Ein anderer Vermerk im Bericht sorgte über die Grenzen Sachsens hinaus für Empörung: Das Konzert unter dem Motto »Wir sind mehr«, an dem über 60 000 Menschen aus Protest gegen die rassistischen Ausschreitungen in Chemnitz im vergangenen August teil­genommen und zu dem sogar Mitglieder der Bundesregierung aufgerufen hatten, wird als »teilweise linksextremistisch« eingestuft, unter anderem wegen »Nazis raus!«-Rufen, die dort zu hören gewesen waren. Dafür musste Meyer-Plath viel Kritik einstecken, selbst die FDP forderte ein »reinigendes Gewitter« an der Spitze der Behörde. Das antifaschistische Bündnis »Leipzig nimmt Platz« setzt sich mit einer Petition für die Auflösung des sächsischen VS ein. Viel Aussicht auf Erfolg hat diese Forderung allerdings nicht.

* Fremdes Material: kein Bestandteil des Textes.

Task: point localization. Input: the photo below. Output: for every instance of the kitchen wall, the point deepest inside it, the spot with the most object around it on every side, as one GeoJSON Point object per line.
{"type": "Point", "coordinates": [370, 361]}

Doch immerhin wird es für den obersten Verfassungsschützer des Landes ziemlich eng. Denn zusätzlich zu der ohnehin schon erheblichen Kritik ist Meyer-Plath neuerdings mit dem Vorwurf der Falschaussage vor einem parlamentarischen Untersuchungsausschuss konfrontiert. Zur staatlichen Unterstützung Piattos gehörte es auch, dem inhaftierten V-Mann trotz verschärfter Postkontrollen Material zur Produktion des Neonazi-Fanzines »United Skins« zukommen zu lassen. Meyer-Plath verneinte vergangenes Jahr im NSU-Ausschuss des Landtags von Brandenburg, daran beteiligt gewesen zu sein. Der damalige Sicherheitschef der JVA sagte jedoch aus, mehrfach persönlich von ihm Post für Piatto entgegengenommen und mit ihm auch Absprachen über den klandestinen Zustelldienst getroffen zu haben. Mittlerweile ermittelt die Staatsanwaltschaft Potsdam, der sächsische Koalitionspartner SPD fordert eine vorläufige Suspendierung Meyer-Plaths.

Sollte dieser seinen Posten räumen müssen, dann weder wegen seines Engagements in einem rechten Männerbund noch – je nach Lesart – wegen seines Versagens oder seiner Strafvereitelung beim NSU-Komplex, sondern nur wegen seiner Falschaussage. Das sagt wiederum viel über die sächsischen Verhältnisse aus. Sogenannte Sicherheitsbehörden sind eben auch nur ein Abbild der Gesellschaft. Wegen der überdurchschnittlich hohen Dichte an autoritären Charakteren, die dort tätig sind, sind sie wohl noch ein Stück reaktionärer als das »Volk«, aber letztlich auch nur ein ausführender Arm seines Willens.